EP: There is a lot of talk about “digital natives” and how they will engage with cultural heritage institutions and their resources in the future. Is the Frick thinking about ways to connect these audiences to more traditional—i.e. analog—research?
LJ: This is a genuinely fascinating question, and in large part it is why we have included speakers like Alonzo Addison [Special Advisor to the Director, UNESCO World Heritage Centre] and Thomas Flynn [Cultural Heritage Lead, Sketchfab] in the symposium. There are questions of authenticity, of experience, that maybe cannot adequately be answered just yet. What does the museum, archive, or library mean as digital becomes the default experience? Consider the flexibility digitization affords in terms of something as basic as zooming in on an object—already we interact differently with an object in its digital form. Now, from our current experience, I think the typical refrain you’ll hear from cultural heritage institutions is that putting digital versions of analog objects in the world generally increases the demand for seeing, feeling, and connecting, in a very human way, to the physical material. There is something about being around like-minded peers, about being in the building, about the journey to the object—those things that encapsulate Walter Benjamin’s “aura.”
SB: The library’s strategy is to introduce the digital native to the real object and the analog researcher to the benefits of the digital. Digital natives, for example, may not understand how an archive is structured, or what the size of a book—folio or duodecimo—says about its intended audience and its availability.
Thank you, Luciano, for the Benjamin cue. In 2019 I wrote an article for a special issue of the open-access journal Arts, “The Artist’s Book in the Age of Digital Reproduction: Walter Benjamin and the Artist’s Book,” in which I argued that digital reproduction had freed the book from serving as our main conduit of information, and that its qualities of weight, texture, size, shape, smell, and reading experience—the lag between recto and verso, for instance—were all revalidated in the digital era. The digital revolution is not just a story of loss but of transformation, of the old as well as the new.
EP: What about bias? Are there discussions and projects underway at the Frick to determine how bias might be eliminated in the digital archive?
LJ: The question of bias is significant to any cultural heritage institution. The Frick Art Reference Library is certainly focused on addressing the issue, but it is a slow climb. As we are focused primarily on artists from Europe and the Americas working in the Western tradition from the fourth to the mid-twentieth century, there is an intrinsic level of bias in the collections themselves that we must acknowledge and address. There is a lot of work to be done to understand how our assumptions and inherited understanding of the art represented in our collections often ignores the context and perspective of the rest of the world.

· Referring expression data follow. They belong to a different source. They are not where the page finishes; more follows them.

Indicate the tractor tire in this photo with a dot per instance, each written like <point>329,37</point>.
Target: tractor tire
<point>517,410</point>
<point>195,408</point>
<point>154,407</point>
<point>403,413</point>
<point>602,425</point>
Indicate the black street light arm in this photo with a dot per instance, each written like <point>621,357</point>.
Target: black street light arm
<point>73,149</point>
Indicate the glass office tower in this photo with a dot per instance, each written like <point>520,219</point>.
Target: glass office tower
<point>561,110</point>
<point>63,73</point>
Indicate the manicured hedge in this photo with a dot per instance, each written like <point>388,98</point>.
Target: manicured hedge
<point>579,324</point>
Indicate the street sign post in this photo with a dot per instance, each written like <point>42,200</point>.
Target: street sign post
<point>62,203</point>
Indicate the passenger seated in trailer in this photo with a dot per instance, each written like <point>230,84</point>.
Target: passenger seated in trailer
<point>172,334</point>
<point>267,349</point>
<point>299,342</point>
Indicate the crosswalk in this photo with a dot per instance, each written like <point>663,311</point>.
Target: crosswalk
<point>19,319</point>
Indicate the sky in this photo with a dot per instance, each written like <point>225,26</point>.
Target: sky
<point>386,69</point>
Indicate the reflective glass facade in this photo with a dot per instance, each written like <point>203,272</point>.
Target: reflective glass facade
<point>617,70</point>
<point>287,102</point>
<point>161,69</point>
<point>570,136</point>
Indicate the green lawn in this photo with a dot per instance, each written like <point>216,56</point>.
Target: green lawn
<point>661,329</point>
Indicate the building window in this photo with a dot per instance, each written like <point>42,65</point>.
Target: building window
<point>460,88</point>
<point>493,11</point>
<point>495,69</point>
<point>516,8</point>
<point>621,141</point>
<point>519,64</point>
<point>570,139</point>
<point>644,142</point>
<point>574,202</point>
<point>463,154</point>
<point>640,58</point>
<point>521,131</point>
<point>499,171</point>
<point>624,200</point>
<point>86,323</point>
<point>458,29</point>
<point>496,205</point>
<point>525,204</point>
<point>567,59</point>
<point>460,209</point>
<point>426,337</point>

So right now it still feels like there are a lot of questions: How do we first break the seal, and then how can we follow through to enrich and expand our understanding to a more holistic and inclusive discussion of art? How do we stop talking about art as if everyone has the same tools or same lenses on hand, or that there is only one appropriate lens or set of tools?
“We have to be very careful: What is digitized becomes the next academic canon.”
SB: Luciano is correct to point out that our historic scope of art in the Western tradition is limiting, as is the supposed West–East division itself. For instance, global trade has been going on probably since the beginning of history, and with it complex networks of cultural interaction. A title in our collection comes to mind: Anna Gannon’s The Iconography of Early Anglo-Saxon Coinage (2003), which traces the influence of Coptic, North African, and Byzantine designs on Anglo-Saxon moneyers—all the way back in the medieval period. The Frick Art Reference Library also has major holdings in costume history, which is rich in global trade influences. In addition to diversifying representation, a major part of decreasing cultural bias is reexamining the Western tradition we’ve inherited.
We have to be very careful: What is digitized becomes the next academic canon, and ensuring that what we digitize reflects an inclusive history is at the forefront of our minds.